# definition of valuation date...CAT etc



## Seabass (13 Jul 2007)

Hi All

In terms of the farmer test after inheriting agricultural property through a will, which date would be seen as the valuation date ?  date of death or date probate was taken out ?

i.e. if there were to be a delay between these two dates and beneficiary's assets satisfy the test at date of death but not at date of probate (1-2 years later) Which date should be used for farmer test calculation and subsequent revenue return ?

Would it be fair to say that date of death is all that matters ?


----------



## Vanilla (13 Jul 2007)

As far as I am aware generally the date of death is the valuation date.

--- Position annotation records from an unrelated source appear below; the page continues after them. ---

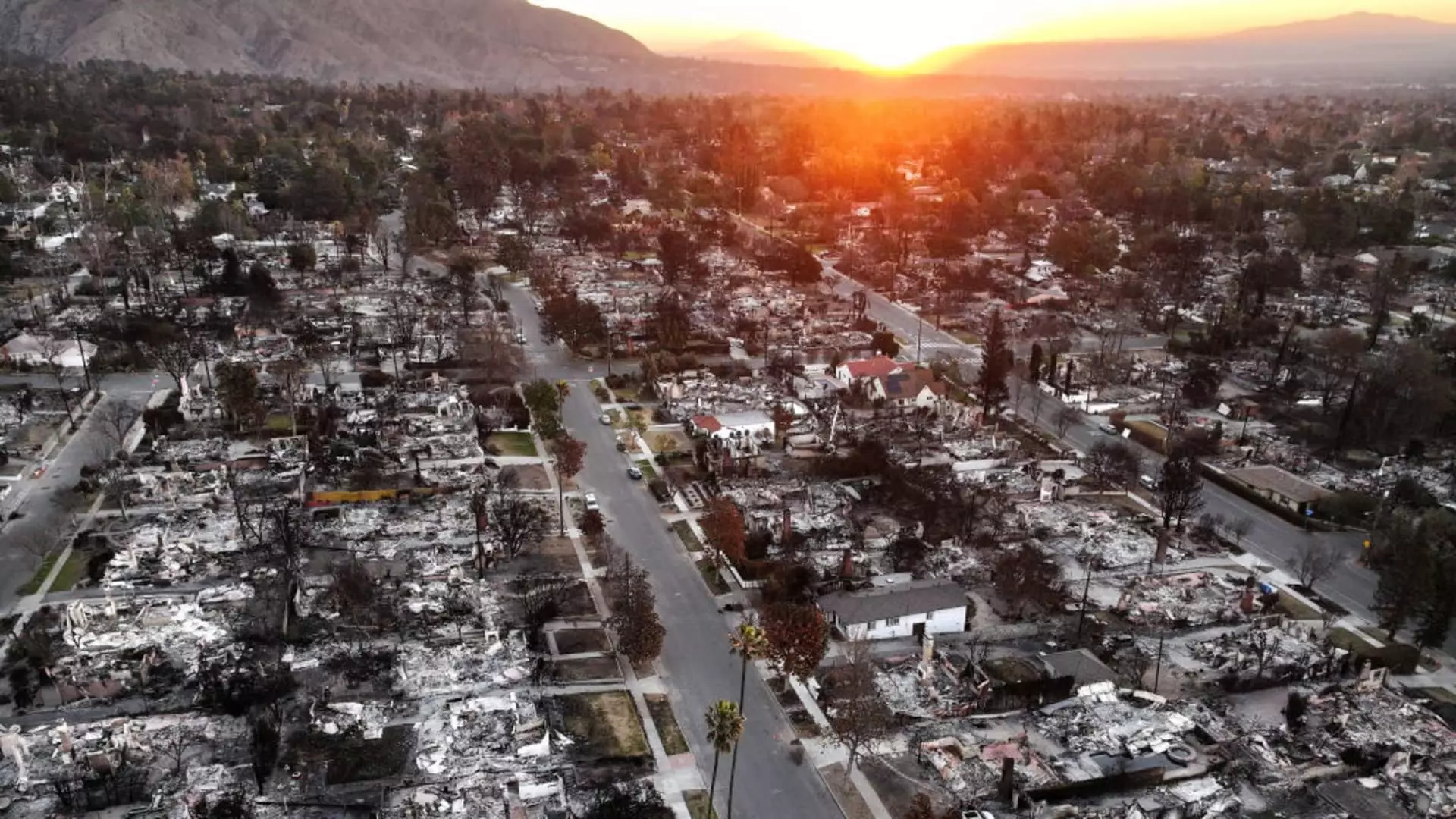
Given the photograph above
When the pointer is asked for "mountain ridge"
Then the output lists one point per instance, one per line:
(1346, 46)
(452, 42)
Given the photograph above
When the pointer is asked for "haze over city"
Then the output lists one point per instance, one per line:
(727, 410)
(897, 36)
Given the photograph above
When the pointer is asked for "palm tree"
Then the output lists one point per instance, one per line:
(724, 729)
(748, 643)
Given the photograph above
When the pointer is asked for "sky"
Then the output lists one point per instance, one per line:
(897, 33)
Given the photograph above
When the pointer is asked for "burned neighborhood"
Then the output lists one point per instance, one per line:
(391, 452)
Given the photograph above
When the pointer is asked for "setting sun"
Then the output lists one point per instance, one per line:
(900, 36)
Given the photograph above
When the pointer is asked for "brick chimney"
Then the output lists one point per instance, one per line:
(1008, 783)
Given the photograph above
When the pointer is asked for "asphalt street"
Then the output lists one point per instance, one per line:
(1272, 538)
(696, 665)
(44, 518)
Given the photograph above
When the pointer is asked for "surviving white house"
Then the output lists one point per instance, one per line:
(913, 390)
(752, 425)
(905, 608)
(41, 350)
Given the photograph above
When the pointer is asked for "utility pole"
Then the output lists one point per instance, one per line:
(80, 349)
(1158, 672)
(1082, 614)
(919, 334)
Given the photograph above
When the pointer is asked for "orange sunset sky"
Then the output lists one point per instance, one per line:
(899, 33)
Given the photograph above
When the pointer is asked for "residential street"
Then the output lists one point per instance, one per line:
(696, 665)
(1272, 538)
(44, 519)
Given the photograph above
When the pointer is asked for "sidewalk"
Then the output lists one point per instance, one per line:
(674, 774)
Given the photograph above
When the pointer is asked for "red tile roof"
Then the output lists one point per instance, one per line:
(877, 368)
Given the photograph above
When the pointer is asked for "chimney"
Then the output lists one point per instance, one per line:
(1247, 601)
(1008, 783)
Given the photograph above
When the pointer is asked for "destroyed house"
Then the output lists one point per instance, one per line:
(903, 610)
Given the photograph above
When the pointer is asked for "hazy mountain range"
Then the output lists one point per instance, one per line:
(504, 44)
(761, 49)
(452, 42)
(1350, 46)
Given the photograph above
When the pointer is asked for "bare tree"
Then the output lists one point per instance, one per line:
(290, 375)
(519, 522)
(53, 350)
(177, 742)
(856, 713)
(171, 349)
(1178, 490)
(1316, 558)
(1114, 464)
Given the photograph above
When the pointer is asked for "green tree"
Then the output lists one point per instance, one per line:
(747, 643)
(237, 394)
(463, 284)
(568, 453)
(514, 254)
(996, 363)
(724, 729)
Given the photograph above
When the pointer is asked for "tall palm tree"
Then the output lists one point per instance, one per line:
(748, 643)
(724, 729)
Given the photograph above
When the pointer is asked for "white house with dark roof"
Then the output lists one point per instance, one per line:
(906, 608)
(748, 425)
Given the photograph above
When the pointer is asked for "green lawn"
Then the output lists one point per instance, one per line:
(698, 805)
(712, 577)
(689, 538)
(41, 572)
(667, 730)
(513, 444)
(71, 573)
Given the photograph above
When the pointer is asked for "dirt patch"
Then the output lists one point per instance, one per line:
(348, 757)
(552, 556)
(669, 441)
(802, 725)
(579, 604)
(606, 726)
(845, 792)
(519, 445)
(712, 577)
(667, 729)
(587, 670)
(529, 475)
(582, 640)
(897, 786)
(698, 806)
(688, 537)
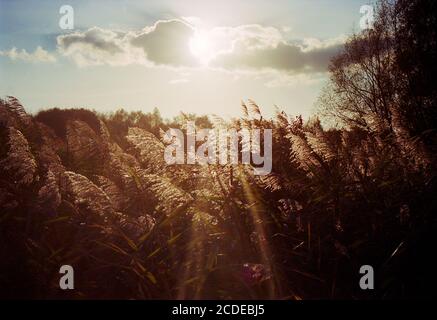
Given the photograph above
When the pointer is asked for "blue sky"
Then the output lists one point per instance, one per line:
(270, 39)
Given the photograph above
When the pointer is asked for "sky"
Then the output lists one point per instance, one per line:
(195, 56)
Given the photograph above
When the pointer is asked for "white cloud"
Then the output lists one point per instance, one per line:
(167, 43)
(39, 55)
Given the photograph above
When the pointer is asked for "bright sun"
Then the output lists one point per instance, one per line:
(201, 47)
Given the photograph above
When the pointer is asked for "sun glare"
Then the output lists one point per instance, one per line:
(201, 47)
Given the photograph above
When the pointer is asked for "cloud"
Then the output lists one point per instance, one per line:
(282, 56)
(98, 46)
(167, 43)
(39, 55)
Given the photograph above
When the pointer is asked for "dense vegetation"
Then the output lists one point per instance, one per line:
(93, 190)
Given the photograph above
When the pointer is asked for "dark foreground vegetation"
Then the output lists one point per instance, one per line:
(93, 191)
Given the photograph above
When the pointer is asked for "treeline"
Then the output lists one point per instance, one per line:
(93, 190)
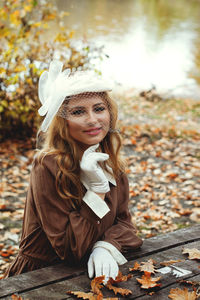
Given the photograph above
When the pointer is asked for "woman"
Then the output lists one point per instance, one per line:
(77, 202)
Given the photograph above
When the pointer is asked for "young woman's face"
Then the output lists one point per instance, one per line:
(88, 120)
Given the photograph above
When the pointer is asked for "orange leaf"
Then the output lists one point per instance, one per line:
(193, 253)
(148, 266)
(178, 294)
(147, 281)
(120, 278)
(123, 292)
(83, 295)
(170, 262)
(172, 175)
(97, 284)
(15, 297)
(135, 267)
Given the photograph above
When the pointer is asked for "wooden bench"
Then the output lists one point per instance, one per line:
(53, 282)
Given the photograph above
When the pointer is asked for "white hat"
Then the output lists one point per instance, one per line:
(55, 86)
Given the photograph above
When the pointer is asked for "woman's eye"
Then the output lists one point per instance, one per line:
(99, 109)
(77, 112)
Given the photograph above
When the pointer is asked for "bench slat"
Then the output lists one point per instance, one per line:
(46, 276)
(82, 283)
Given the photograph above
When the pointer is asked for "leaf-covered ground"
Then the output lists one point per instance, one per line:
(162, 148)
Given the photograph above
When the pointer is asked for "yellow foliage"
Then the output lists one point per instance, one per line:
(15, 17)
(2, 70)
(61, 37)
(19, 68)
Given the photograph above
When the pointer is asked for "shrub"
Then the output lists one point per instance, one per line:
(27, 44)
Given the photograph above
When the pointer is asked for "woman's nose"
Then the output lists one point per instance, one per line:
(91, 117)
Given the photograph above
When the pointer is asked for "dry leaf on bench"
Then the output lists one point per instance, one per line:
(83, 295)
(193, 253)
(135, 267)
(147, 281)
(97, 284)
(178, 294)
(115, 289)
(148, 266)
(119, 278)
(95, 294)
(16, 297)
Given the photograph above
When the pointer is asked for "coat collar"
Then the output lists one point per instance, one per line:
(110, 178)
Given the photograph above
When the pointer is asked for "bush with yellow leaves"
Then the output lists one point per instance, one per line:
(27, 44)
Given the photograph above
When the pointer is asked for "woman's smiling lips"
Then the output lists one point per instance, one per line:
(93, 131)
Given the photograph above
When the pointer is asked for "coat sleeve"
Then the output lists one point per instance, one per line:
(122, 234)
(69, 232)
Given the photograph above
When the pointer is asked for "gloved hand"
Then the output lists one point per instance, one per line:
(101, 263)
(92, 171)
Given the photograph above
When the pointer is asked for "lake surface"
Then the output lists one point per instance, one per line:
(149, 42)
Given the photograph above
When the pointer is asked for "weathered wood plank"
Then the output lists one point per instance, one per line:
(37, 278)
(49, 275)
(167, 241)
(162, 294)
(82, 283)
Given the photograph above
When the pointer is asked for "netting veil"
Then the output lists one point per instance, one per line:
(56, 87)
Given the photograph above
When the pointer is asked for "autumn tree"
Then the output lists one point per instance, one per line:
(27, 44)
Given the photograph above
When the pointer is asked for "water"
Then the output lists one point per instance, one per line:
(149, 42)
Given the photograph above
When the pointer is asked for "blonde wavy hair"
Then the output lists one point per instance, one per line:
(57, 141)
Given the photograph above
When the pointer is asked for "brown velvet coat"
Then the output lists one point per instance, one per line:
(53, 231)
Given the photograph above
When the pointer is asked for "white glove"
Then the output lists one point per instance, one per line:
(101, 262)
(92, 171)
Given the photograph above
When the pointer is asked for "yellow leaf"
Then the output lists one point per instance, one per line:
(19, 68)
(15, 17)
(2, 70)
(50, 17)
(28, 8)
(37, 24)
(178, 294)
(60, 38)
(64, 13)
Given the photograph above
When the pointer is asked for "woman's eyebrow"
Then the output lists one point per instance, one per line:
(76, 107)
(99, 104)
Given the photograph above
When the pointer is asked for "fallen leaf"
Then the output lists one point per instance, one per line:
(78, 294)
(148, 282)
(178, 294)
(120, 278)
(16, 297)
(193, 253)
(189, 282)
(148, 266)
(115, 289)
(123, 292)
(170, 262)
(135, 267)
(97, 284)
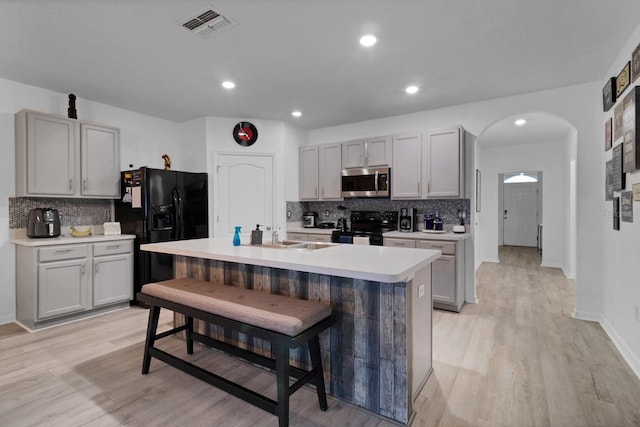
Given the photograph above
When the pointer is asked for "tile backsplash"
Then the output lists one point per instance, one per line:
(448, 208)
(72, 211)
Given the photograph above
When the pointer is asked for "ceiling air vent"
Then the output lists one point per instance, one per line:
(207, 22)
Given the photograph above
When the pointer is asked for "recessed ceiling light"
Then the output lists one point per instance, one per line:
(368, 40)
(411, 89)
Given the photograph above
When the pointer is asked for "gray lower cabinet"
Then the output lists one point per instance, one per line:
(447, 272)
(112, 265)
(64, 282)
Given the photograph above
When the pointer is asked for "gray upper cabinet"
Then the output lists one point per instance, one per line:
(60, 157)
(366, 152)
(319, 171)
(308, 172)
(405, 171)
(100, 150)
(443, 163)
(45, 155)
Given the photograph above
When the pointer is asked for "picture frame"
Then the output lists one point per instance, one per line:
(630, 124)
(618, 111)
(623, 79)
(617, 175)
(626, 206)
(635, 189)
(608, 184)
(635, 64)
(609, 94)
(608, 134)
(478, 189)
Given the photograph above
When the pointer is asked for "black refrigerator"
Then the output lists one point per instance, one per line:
(159, 206)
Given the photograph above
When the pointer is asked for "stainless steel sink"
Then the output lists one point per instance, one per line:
(292, 244)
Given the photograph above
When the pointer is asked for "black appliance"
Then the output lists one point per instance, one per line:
(407, 220)
(43, 222)
(367, 182)
(161, 206)
(367, 224)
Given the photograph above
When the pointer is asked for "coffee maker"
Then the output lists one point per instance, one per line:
(407, 220)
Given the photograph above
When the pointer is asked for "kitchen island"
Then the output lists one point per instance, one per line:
(378, 354)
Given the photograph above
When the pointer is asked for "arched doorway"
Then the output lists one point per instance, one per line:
(545, 143)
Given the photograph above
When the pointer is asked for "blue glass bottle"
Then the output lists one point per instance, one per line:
(236, 237)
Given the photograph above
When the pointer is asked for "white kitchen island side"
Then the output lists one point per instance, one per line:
(378, 354)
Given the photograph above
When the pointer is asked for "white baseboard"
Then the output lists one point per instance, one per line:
(625, 351)
(9, 318)
(631, 359)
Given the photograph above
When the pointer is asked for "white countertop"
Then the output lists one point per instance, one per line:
(376, 263)
(68, 239)
(420, 235)
(314, 230)
(449, 235)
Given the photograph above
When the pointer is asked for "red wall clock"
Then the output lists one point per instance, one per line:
(245, 133)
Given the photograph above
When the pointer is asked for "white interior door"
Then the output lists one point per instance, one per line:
(243, 193)
(520, 213)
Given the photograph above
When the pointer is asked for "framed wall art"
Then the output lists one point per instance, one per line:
(608, 129)
(478, 189)
(630, 121)
(635, 189)
(623, 80)
(617, 121)
(635, 64)
(616, 213)
(617, 176)
(608, 185)
(609, 94)
(626, 206)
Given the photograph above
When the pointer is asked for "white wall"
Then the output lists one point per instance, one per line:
(580, 105)
(621, 249)
(546, 157)
(143, 140)
(274, 137)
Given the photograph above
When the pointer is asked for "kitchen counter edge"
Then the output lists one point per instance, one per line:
(67, 240)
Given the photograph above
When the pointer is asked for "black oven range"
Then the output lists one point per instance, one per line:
(368, 224)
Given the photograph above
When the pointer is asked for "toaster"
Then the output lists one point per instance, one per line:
(43, 222)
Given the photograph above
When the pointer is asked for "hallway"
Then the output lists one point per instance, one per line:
(518, 357)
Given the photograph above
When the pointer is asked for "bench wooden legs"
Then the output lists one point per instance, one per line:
(280, 346)
(282, 381)
(154, 316)
(316, 363)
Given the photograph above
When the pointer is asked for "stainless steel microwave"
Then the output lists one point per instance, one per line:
(366, 182)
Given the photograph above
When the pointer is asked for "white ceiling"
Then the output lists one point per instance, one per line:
(539, 128)
(304, 54)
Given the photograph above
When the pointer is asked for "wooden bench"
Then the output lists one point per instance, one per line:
(285, 322)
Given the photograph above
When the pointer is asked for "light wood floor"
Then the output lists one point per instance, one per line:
(517, 358)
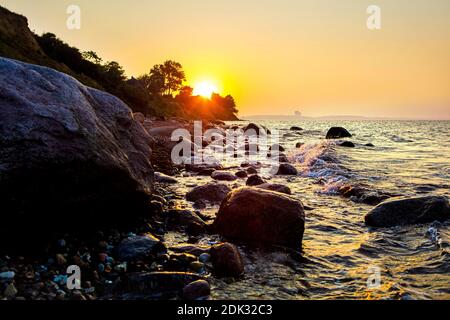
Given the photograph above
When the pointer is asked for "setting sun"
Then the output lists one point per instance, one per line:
(205, 89)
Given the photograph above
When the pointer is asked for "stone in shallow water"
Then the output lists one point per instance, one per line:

There can be circumstances in which ones tax advisor would argue for the valuation date to be the date of grant where this would favour the beneficiary but if it does not then it can be taken to be date of death.


----------



## Nige (13 Jul 2007)

In the case of agricultural relief, use the date of death.


----------



## paddytt (20 Sep 2008)

Nige said:


> In the case of agricultural relief, use the date of death.



What would you say in the case of agricultural land where ag relief is NOT available?  In our case, to minimise the tax, the date of grant would be far more beneficial as land values have dropped....  

thanks


----------



## dazza21ie (22 Sep 2008)

Revenue regularly argued that the Valuation date is the date of grant and not the date of death where there has been a couple of years difference between the two. I regularly use the Date of Grant as the valuation date and this has not been queried and have queries when i use the date of death. However I have never tried submitting a lower value on the Tax Return than was submitted on the Inland Revenue Affidavit.


----------



## ramble (22 Sep 2008)

You also need to be careful about when you entered into beneficial ownership. The date of death is  usually the valuation date with farms because the beneficiary usually farms the lands and is receipt of the income from it from the date of death.


----------